高升陽是聽說過方寒的,不過是第一次見,他對方寒的年齡也有些驚訝,這麼年輕,八成是內地吹噓出來的。

在香江那邊,很多傳統文化都是一直傳承下來的,繁體字、風水、中醫這些都是很受歡迎不怎麼被牴觸的,而內地,早些年甚至反對過中醫,風水前些年在內地都是禁詞,也就這幾年開始才能提了,可即便如此,也依舊是被當做封建迷信的。

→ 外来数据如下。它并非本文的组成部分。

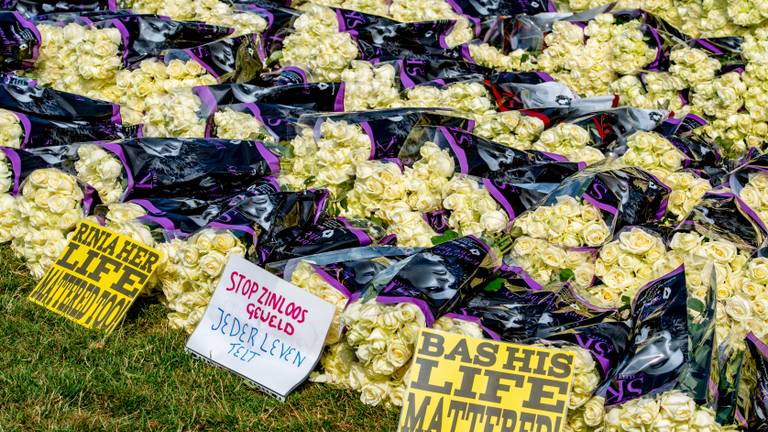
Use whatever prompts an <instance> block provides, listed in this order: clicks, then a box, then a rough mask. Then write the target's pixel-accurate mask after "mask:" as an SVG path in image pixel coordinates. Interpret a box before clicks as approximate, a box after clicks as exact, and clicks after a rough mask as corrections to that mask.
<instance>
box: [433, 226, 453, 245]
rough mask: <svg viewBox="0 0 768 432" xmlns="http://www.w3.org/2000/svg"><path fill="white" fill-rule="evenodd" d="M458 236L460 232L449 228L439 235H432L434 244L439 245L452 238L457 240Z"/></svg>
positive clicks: (444, 242)
mask: <svg viewBox="0 0 768 432" xmlns="http://www.w3.org/2000/svg"><path fill="white" fill-rule="evenodd" d="M457 238H459V233H457V232H456V231H452V230H448V231H446V232H444V233H443V234H441V235H439V236H434V237H432V244H433V245H435V246H437V245H439V244H443V243H446V242H449V241H451V240H456V239H457Z"/></svg>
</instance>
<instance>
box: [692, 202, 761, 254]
mask: <svg viewBox="0 0 768 432" xmlns="http://www.w3.org/2000/svg"><path fill="white" fill-rule="evenodd" d="M688 220H689V221H691V222H692V227H693V229H694V230H695V231H696V232H698V233H699V234H701V235H704V236H706V237H710V238H721V239H725V240H728V241H730V242H732V243H734V244H736V246H737V247H739V249H742V250H744V251H746V252H748V253H752V252H755V251H756V250H758V249H760V248H762V247H763V246H764V245H765V242H766V240H767V239H768V231H766V228H765V224H764V222H763V221H762V220H761V219H760V217H759V216H758V215H757V214H756V213H755V211H754V210H752V209H751V208H750V207H749V206H748V205H747V204H746V203H744V202H743V201H742V200H741V199H740V198H739V197H738V196H737V195H735V194H733V193H731V192H720V193H718V192H708V193H706V194H704V196H703V197H702V198H701V200H700V201H699V203H698V204H697V205H696V206H695V207H694V208H693V210H692V211H691V213H690V214H689V215H688Z"/></svg>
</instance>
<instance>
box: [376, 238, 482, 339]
mask: <svg viewBox="0 0 768 432" xmlns="http://www.w3.org/2000/svg"><path fill="white" fill-rule="evenodd" d="M495 261H496V257H495V254H494V253H493V252H492V250H491V248H490V246H489V245H488V244H487V243H485V242H484V241H483V240H481V239H479V238H477V237H474V236H467V237H462V238H459V239H456V240H451V241H448V242H445V243H442V244H439V245H437V246H433V247H431V248H429V249H425V250H423V251H421V252H418V253H416V254H414V255H411V256H410V257H408V258H406V259H404V260H402V261H400V262H399V263H397V264H395V265H393V266H390V267H389V268H387V269H385V270H384V271H381V272H379V273H378V274H377V275H376V277H375V278H374V279H373V280H372V281H371V283H370V285H369V287H368V288H367V290H366V293H365V294H364V295H363V299H364V300H369V299H371V298H375V299H376V301H377V302H378V303H383V304H389V303H403V302H406V303H412V304H414V305H416V306H417V307H419V309H420V310H421V311H422V313H423V314H424V317H425V320H426V324H427V326H431V325H432V324H433V323H434V322H435V320H436V319H437V318H439V317H440V316H442V315H444V314H445V313H446V312H448V311H450V310H452V309H454V308H455V307H456V306H457V305H459V304H462V303H464V302H465V301H466V300H467V299H469V298H471V297H473V296H474V295H475V293H476V292H477V290H478V289H479V288H480V286H481V285H482V283H483V282H484V281H485V280H486V279H487V277H488V273H489V272H490V271H491V270H492V269H494V268H495V267H496V262H495Z"/></svg>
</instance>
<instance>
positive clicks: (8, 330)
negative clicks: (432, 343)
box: [0, 247, 398, 432]
mask: <svg viewBox="0 0 768 432" xmlns="http://www.w3.org/2000/svg"><path fill="white" fill-rule="evenodd" d="M31 287H32V281H31V280H30V278H29V277H28V276H27V274H26V272H25V268H24V266H23V264H22V263H21V262H20V261H19V260H17V259H15V258H13V256H12V254H11V253H10V252H9V250H8V249H7V248H5V247H2V248H0V308H1V309H0V315H1V316H2V319H0V346H1V347H2V348H0V432H5V431H17V430H18V431H40V430H51V431H53V430H55V431H77V432H81V431H107V430H108V431H123V430H125V431H204V430H211V431H310V430H311V431H366V432H367V431H378V430H393V429H394V428H395V426H396V423H397V415H398V413H397V412H396V411H391V410H386V409H384V408H374V407H367V406H365V405H363V404H361V403H360V402H359V401H358V399H357V396H356V395H355V394H354V393H351V392H346V391H341V390H335V389H331V388H329V387H326V386H322V385H315V384H305V385H304V386H302V387H301V388H299V389H298V390H297V391H296V392H295V393H294V394H292V395H291V396H290V397H289V398H288V401H287V402H286V403H280V402H277V401H276V400H274V399H271V398H269V397H267V396H265V395H263V394H262V393H259V392H258V391H256V390H253V389H251V388H249V387H248V386H247V385H246V384H245V382H244V381H243V380H242V379H239V378H237V377H235V376H234V375H232V374H230V373H228V372H226V371H223V370H221V369H217V368H215V367H212V366H208V365H206V364H204V363H202V362H200V361H196V360H194V359H193V358H192V357H191V356H190V355H188V354H186V353H185V352H184V343H185V341H186V334H183V333H181V332H179V331H174V330H170V329H169V328H168V327H167V325H166V321H165V313H166V311H165V309H164V308H163V306H162V305H160V304H158V303H157V302H156V301H144V302H141V301H139V302H137V303H136V304H135V305H134V306H133V308H132V309H131V310H130V311H129V314H128V318H127V319H126V321H125V322H124V323H123V325H122V326H121V327H119V328H118V329H117V330H115V332H114V333H113V334H112V335H110V336H108V337H104V336H103V335H101V334H99V333H96V332H93V331H89V330H85V329H83V328H80V327H78V326H76V325H74V324H72V323H70V322H69V321H67V320H66V319H64V318H62V317H59V316H56V315H54V314H53V313H51V312H47V311H46V310H44V309H42V308H40V307H38V306H36V305H33V304H32V303H30V302H29V301H27V300H26V295H27V293H28V292H29V291H30V289H31Z"/></svg>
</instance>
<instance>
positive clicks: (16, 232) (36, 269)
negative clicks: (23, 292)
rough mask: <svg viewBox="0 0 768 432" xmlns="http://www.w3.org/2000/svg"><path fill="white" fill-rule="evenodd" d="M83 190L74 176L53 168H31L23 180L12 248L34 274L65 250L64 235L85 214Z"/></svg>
mask: <svg viewBox="0 0 768 432" xmlns="http://www.w3.org/2000/svg"><path fill="white" fill-rule="evenodd" d="M86 192H87V191H86ZM86 192H84V191H83V189H82V188H81V186H80V184H78V182H77V180H76V178H75V177H74V176H72V175H69V174H66V173H64V172H63V171H60V170H58V169H56V168H43V169H38V170H35V171H32V172H31V173H30V174H29V176H28V177H27V178H26V180H25V181H24V184H23V185H22V187H21V195H20V196H19V197H18V198H17V199H16V200H17V201H16V205H15V208H16V211H17V215H18V219H17V220H16V224H15V225H14V226H13V227H12V228H11V230H10V234H11V236H12V237H13V239H12V241H11V250H13V252H14V254H15V255H16V256H18V257H20V258H23V259H24V260H25V261H26V264H27V267H28V268H29V270H30V273H31V274H32V276H33V277H34V278H36V279H38V278H41V277H43V275H45V273H46V272H47V271H48V269H49V268H50V267H51V266H52V265H53V263H54V262H55V260H57V259H58V257H59V255H60V254H61V252H62V251H63V250H64V247H65V246H66V244H67V239H66V235H67V234H68V233H69V232H71V231H72V230H73V229H74V228H75V226H76V225H77V224H78V223H79V222H80V220H81V219H83V218H85V216H86V211H87V209H88V207H89V203H88V202H87V199H86V198H88V197H87V195H86ZM84 200H85V201H86V202H84Z"/></svg>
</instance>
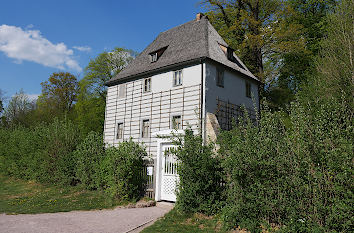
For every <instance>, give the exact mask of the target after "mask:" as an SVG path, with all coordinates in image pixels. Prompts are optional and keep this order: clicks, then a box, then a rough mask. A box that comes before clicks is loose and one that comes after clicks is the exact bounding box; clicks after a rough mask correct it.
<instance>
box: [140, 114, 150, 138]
mask: <svg viewBox="0 0 354 233" xmlns="http://www.w3.org/2000/svg"><path fill="white" fill-rule="evenodd" d="M145 122H148V130H147V132H146V133H147V135H145V133H144V132H145V127H144V123H145ZM150 127H151V122H150V119H143V120H141V133H140V136H141V138H149V137H150V130H151V128H150Z"/></svg>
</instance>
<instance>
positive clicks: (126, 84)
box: [117, 83, 127, 99]
mask: <svg viewBox="0 0 354 233" xmlns="http://www.w3.org/2000/svg"><path fill="white" fill-rule="evenodd" d="M123 87H124V96H123V95H121V92H122V88H123ZM117 92H118V99H124V98H126V97H127V84H126V83H122V84H119V85H118V90H117Z"/></svg>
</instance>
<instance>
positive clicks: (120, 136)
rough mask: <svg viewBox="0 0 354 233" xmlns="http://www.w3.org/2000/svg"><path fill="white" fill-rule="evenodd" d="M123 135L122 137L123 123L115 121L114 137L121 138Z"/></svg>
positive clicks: (118, 138) (123, 128) (123, 123)
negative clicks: (116, 123) (115, 121)
mask: <svg viewBox="0 0 354 233" xmlns="http://www.w3.org/2000/svg"><path fill="white" fill-rule="evenodd" d="M119 126H122V128H120V127H119ZM123 137H124V123H123V122H118V123H117V131H116V139H123Z"/></svg>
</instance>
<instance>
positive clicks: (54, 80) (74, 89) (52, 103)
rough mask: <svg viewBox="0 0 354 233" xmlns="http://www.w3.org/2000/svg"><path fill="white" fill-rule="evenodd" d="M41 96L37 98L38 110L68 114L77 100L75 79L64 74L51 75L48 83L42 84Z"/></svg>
mask: <svg viewBox="0 0 354 233" xmlns="http://www.w3.org/2000/svg"><path fill="white" fill-rule="evenodd" d="M41 85H42V94H41V95H40V96H39V98H38V104H39V107H40V108H42V109H43V108H44V109H47V110H52V111H55V112H57V113H59V114H61V113H68V112H69V111H70V110H71V109H72V107H73V103H74V101H76V100H77V94H78V81H77V78H76V77H75V76H74V75H72V74H70V73H68V72H66V73H64V72H59V73H53V74H52V75H51V76H50V77H49V79H48V81H45V82H42V83H41Z"/></svg>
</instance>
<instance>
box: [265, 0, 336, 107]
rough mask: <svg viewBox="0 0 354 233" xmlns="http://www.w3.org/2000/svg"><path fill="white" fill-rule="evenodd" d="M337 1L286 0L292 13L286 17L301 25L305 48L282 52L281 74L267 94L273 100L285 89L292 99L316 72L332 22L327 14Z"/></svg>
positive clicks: (281, 59)
mask: <svg viewBox="0 0 354 233" xmlns="http://www.w3.org/2000/svg"><path fill="white" fill-rule="evenodd" d="M336 3H337V1H336V0H310V1H303V0H289V1H287V4H288V6H289V7H290V8H291V10H292V12H293V13H292V14H289V15H287V17H286V18H285V21H286V22H291V23H293V24H298V25H301V35H302V37H303V38H304V39H305V48H304V49H303V50H300V51H298V50H290V51H288V52H285V53H283V54H282V55H281V56H280V59H279V60H280V61H281V64H280V66H279V76H278V77H277V80H276V83H275V85H273V86H272V87H271V88H270V89H269V92H268V94H269V95H268V97H270V98H271V99H273V100H275V99H280V98H281V97H282V95H279V94H280V93H286V95H287V96H290V100H292V99H293V96H294V94H296V93H297V92H298V91H299V90H300V89H301V88H302V87H303V86H305V85H307V81H308V80H309V78H311V76H313V75H315V73H316V65H315V60H316V57H317V56H318V54H319V51H320V46H321V45H320V43H321V41H322V40H323V39H324V37H325V36H326V34H327V28H328V23H329V22H328V18H327V15H328V14H329V13H332V12H333V10H334V8H335V6H336ZM283 96H284V95H283ZM291 96H292V97H291ZM279 97H280V98H279ZM282 99H284V98H282ZM283 103H289V101H283ZM281 105H283V104H280V106H281Z"/></svg>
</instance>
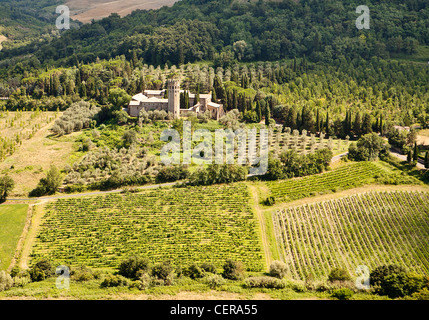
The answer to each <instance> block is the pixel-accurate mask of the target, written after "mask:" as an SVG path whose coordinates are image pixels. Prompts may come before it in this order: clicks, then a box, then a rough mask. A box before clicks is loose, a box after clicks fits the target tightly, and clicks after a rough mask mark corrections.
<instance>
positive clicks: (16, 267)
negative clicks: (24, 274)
mask: <svg viewBox="0 0 429 320" xmlns="http://www.w3.org/2000/svg"><path fill="white" fill-rule="evenodd" d="M21 271H22V270H21V268H20V267H18V266H15V267H13V268H12V270H10V276H11V277H12V278H15V277H16V276H17V275H18V274H19V273H20V272H21Z"/></svg>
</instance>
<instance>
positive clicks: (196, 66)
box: [0, 0, 429, 138]
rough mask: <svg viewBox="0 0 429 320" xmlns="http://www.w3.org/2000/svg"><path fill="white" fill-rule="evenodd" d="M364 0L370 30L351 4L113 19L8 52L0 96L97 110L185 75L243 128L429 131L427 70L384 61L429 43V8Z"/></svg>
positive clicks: (254, 3) (240, 5)
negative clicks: (281, 124)
mask: <svg viewBox="0 0 429 320" xmlns="http://www.w3.org/2000/svg"><path fill="white" fill-rule="evenodd" d="M17 2H18V3H25V1H24V0H21V1H17ZM48 2H49V1H45V2H43V3H45V4H47V3H48ZM367 2H368V5H369V7H370V9H371V28H370V29H369V30H358V29H357V28H356V26H355V20H356V18H357V16H358V14H356V7H357V5H358V4H360V3H358V1H352V0H348V1H336V0H330V1H319V0H304V1H299V2H298V3H296V2H295V1H291V0H283V1H276V2H265V1H256V2H254V1H253V2H242V1H229V0H220V1H195V0H183V1H180V2H178V3H176V4H175V5H174V6H173V7H163V8H161V9H159V10H149V11H146V10H144V11H142V10H138V11H135V12H133V13H132V14H131V15H129V16H127V17H124V18H120V17H119V16H118V15H116V14H112V15H111V16H110V17H108V18H105V19H102V20H100V21H97V22H93V23H91V24H87V25H83V26H81V27H80V28H72V30H69V31H65V32H62V33H61V34H60V35H59V36H55V37H49V38H43V39H37V40H36V41H34V42H32V43H30V44H28V45H21V46H16V47H11V48H7V47H6V48H5V49H4V50H3V51H2V52H1V53H0V59H1V60H0V96H8V97H10V99H9V101H8V102H7V104H6V107H7V108H8V109H9V110H16V109H23V108H25V109H27V110H31V109H36V108H37V107H39V108H43V109H47V110H57V109H59V110H65V109H66V108H68V107H69V106H70V105H71V104H72V103H73V102H76V101H80V100H81V99H84V100H92V101H93V102H94V103H96V104H98V105H99V106H103V105H108V104H109V95H110V94H111V92H112V89H115V90H122V91H120V92H122V93H123V94H124V95H134V94H136V93H138V92H141V91H142V90H144V89H161V88H163V87H164V86H165V82H166V79H167V78H168V77H171V76H175V75H180V76H181V78H182V87H183V88H184V89H187V90H192V91H195V90H197V88H198V91H201V92H208V91H213V92H214V94H215V99H217V100H219V101H221V102H222V103H223V104H224V107H225V109H226V110H227V111H229V110H234V109H238V110H239V111H240V117H241V119H242V120H244V121H246V122H260V121H261V120H262V119H263V118H266V119H268V120H269V119H270V118H272V117H273V118H275V119H276V120H277V121H279V122H281V123H283V124H284V126H285V128H286V127H289V128H291V130H294V129H297V130H303V129H304V130H306V131H307V132H310V133H315V132H325V133H326V134H328V135H335V136H341V137H343V138H345V137H346V136H351V137H352V138H353V136H357V137H358V136H360V135H362V134H366V133H369V132H371V131H376V132H381V133H387V132H388V131H389V130H390V129H391V127H392V126H393V125H405V126H409V125H411V124H415V123H418V124H420V125H422V126H427V125H428V124H429V69H428V68H427V65H423V64H422V63H413V62H409V61H404V60H399V61H398V60H393V61H392V60H390V59H389V57H391V56H392V55H397V54H403V55H411V54H413V53H414V52H416V51H417V50H419V49H420V48H425V46H427V45H429V38H428V37H427V31H428V30H429V5H428V4H427V1H423V0H414V1H407V3H406V4H402V3H401V2H400V1H367ZM43 3H42V2H41V3H40V4H39V5H40V6H42V5H43ZM261 61H263V62H261ZM1 79H3V80H1ZM116 92H117V91H116ZM267 124H269V121H267Z"/></svg>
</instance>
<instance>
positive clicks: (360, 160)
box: [349, 133, 390, 161]
mask: <svg viewBox="0 0 429 320" xmlns="http://www.w3.org/2000/svg"><path fill="white" fill-rule="evenodd" d="M389 148H390V146H389V145H386V144H385V142H384V139H383V138H382V137H380V136H379V135H378V134H376V133H369V134H366V135H364V136H362V137H361V138H360V139H359V140H358V142H357V144H356V145H355V144H351V145H350V148H349V158H350V159H353V160H356V161H374V160H377V158H378V157H382V156H384V155H386V154H388V152H389Z"/></svg>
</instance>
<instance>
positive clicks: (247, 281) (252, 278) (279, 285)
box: [244, 276, 286, 289]
mask: <svg viewBox="0 0 429 320" xmlns="http://www.w3.org/2000/svg"><path fill="white" fill-rule="evenodd" d="M244 286H245V287H247V288H272V289H283V288H285V287H286V284H285V283H284V282H283V281H282V280H280V279H277V278H273V277H266V276H262V277H250V278H247V279H246V280H244Z"/></svg>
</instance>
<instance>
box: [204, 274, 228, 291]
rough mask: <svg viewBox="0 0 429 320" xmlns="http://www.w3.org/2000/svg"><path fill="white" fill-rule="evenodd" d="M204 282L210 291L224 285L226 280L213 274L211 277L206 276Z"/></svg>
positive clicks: (214, 274)
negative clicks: (205, 281) (207, 276)
mask: <svg viewBox="0 0 429 320" xmlns="http://www.w3.org/2000/svg"><path fill="white" fill-rule="evenodd" d="M205 281H206V283H207V285H208V286H209V288H210V289H216V288H219V287H221V286H222V285H224V284H225V283H226V280H225V279H224V278H223V277H222V276H221V275H218V274H213V275H211V276H208V277H207V278H206V279H205Z"/></svg>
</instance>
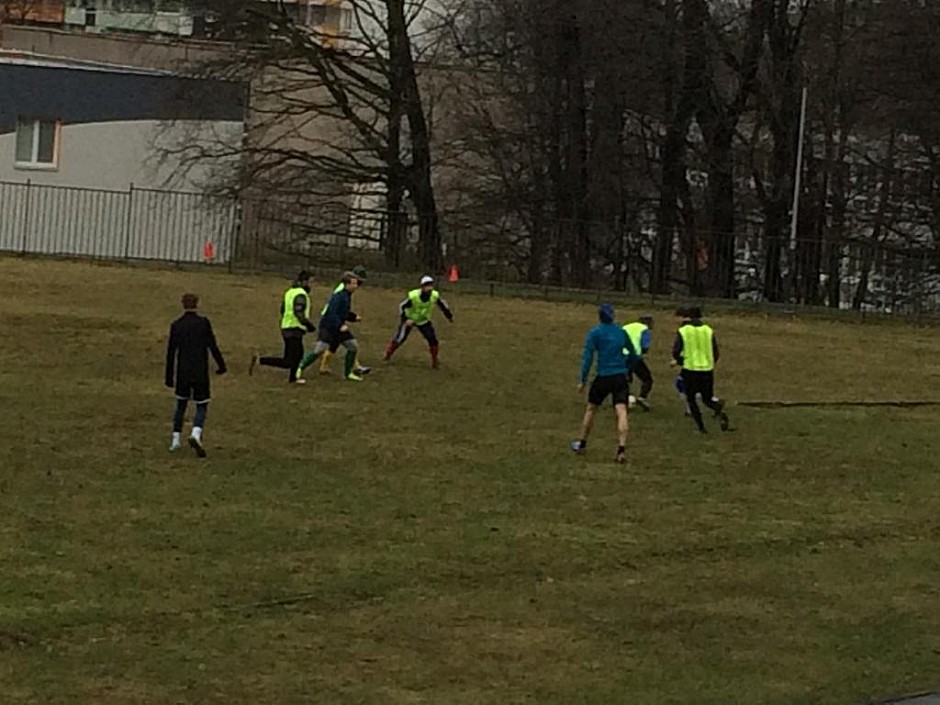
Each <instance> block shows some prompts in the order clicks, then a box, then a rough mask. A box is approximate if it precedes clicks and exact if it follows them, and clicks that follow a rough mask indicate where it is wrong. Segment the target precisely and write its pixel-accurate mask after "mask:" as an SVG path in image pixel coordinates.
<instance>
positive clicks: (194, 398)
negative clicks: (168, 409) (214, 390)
mask: <svg viewBox="0 0 940 705" xmlns="http://www.w3.org/2000/svg"><path fill="white" fill-rule="evenodd" d="M210 396H211V395H210V394H209V380H208V379H197V380H187V379H180V380H177V381H176V398H177V399H180V400H188V399H191V400H193V401H194V402H196V403H197V404H201V403H203V402H207V401H209V398H210Z"/></svg>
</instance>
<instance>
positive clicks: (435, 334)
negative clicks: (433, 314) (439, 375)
mask: <svg viewBox="0 0 940 705" xmlns="http://www.w3.org/2000/svg"><path fill="white" fill-rule="evenodd" d="M418 330H419V331H420V332H421V335H423V336H424V339H425V340H426V341H428V352H430V353H431V367H433V368H434V369H437V367H438V365H439V364H440V363H439V361H438V357H437V356H438V353H439V352H440V349H441V346H440V342H439V341H438V339H437V331H435V330H434V324H433V323H431V322H430V321H428V322H427V323H425V324H424V325H422V326H418Z"/></svg>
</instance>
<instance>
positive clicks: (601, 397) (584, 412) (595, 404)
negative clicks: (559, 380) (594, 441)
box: [571, 377, 610, 453]
mask: <svg viewBox="0 0 940 705" xmlns="http://www.w3.org/2000/svg"><path fill="white" fill-rule="evenodd" d="M607 379H608V378H606V377H595V378H594V381H593V382H591V388H590V389H589V390H588V405H587V408H586V409H585V410H584V418H583V419H582V420H581V437H580V438H579V439H578V440H577V441H572V442H571V450H573V451H574V452H575V453H584V452H585V451H586V450H587V441H588V438H589V437H590V435H591V431H592V430H593V429H594V418H595V416H597V408H598V407H599V406H600V405H601V404H603V403H604V399H606V398H607V396H608V395H609V394H610V390H609V389H608V385H607Z"/></svg>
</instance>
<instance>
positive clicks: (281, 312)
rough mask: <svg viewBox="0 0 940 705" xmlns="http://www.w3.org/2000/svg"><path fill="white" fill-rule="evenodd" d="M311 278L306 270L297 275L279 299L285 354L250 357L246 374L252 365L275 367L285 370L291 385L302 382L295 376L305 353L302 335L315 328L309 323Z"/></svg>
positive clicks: (309, 312) (303, 343) (252, 365)
mask: <svg viewBox="0 0 940 705" xmlns="http://www.w3.org/2000/svg"><path fill="white" fill-rule="evenodd" d="M312 278H313V277H312V276H311V274H310V272H308V271H307V270H306V269H305V270H302V271H301V272H300V274H298V275H297V279H296V281H294V283H293V284H291V285H290V286H289V287H288V289H287V291H285V292H284V298H283V299H282V301H281V337H282V338H284V354H283V355H282V356H281V357H258V355H257V354H255V355H252V356H251V364H250V365H249V366H248V374H249V375H251V374H253V373H254V371H255V365H265V366H267V367H277V368H279V369H282V370H288V377H287V381H288V382H290V383H291V384H294V383H297V384H303V383H304V380H302V379H298V378H297V366H298V365H300V361H301V360H302V359H303V356H304V334H305V333H313V332H314V331H315V330H316V327H315V326H314V325H313V323H311V322H310V280H311V279H312Z"/></svg>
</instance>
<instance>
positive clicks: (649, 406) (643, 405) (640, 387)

至於孔希文,自然是更瞧不上方寒,特別是凝神香的事情之後,孔希文一直都想著和方寒一較高下,讓這個年輕人見識一下什麼是韓醫,中醫是不配和韓醫相提並論的。

得知侯賽因夫人的情況,孔希文剛才還有些期盼方寒的到來,只是方寒來了,侯賽因一句話,也把他的武功廢了。

“沒問題。”

方寒給楊進雄點了點頭,然後道:“我可以不看夫人,也不碰夫人。”

助手給侯賽因翻譯了一下,侯賽因很驚訝的問了一句。

助翻譯道:“侯賽因先生問方醫生不是中醫嗎,不看不碰,靠什麼辦法診斷?”

剛才楊進雄介紹了,方寒是中醫醫院的,所以侯賽因才會這麼問。

“我們中醫博大精深,辦法很多的。”

方寒笑著問道:“不知道侯賽因先生有沒有聽說過懸絲診脈?”

“懸絲診脈?”

一房間人瞬間就驚呆了,高升陽嘴巴微張,孔希文嗤笑一聲,臉上帶著不屑。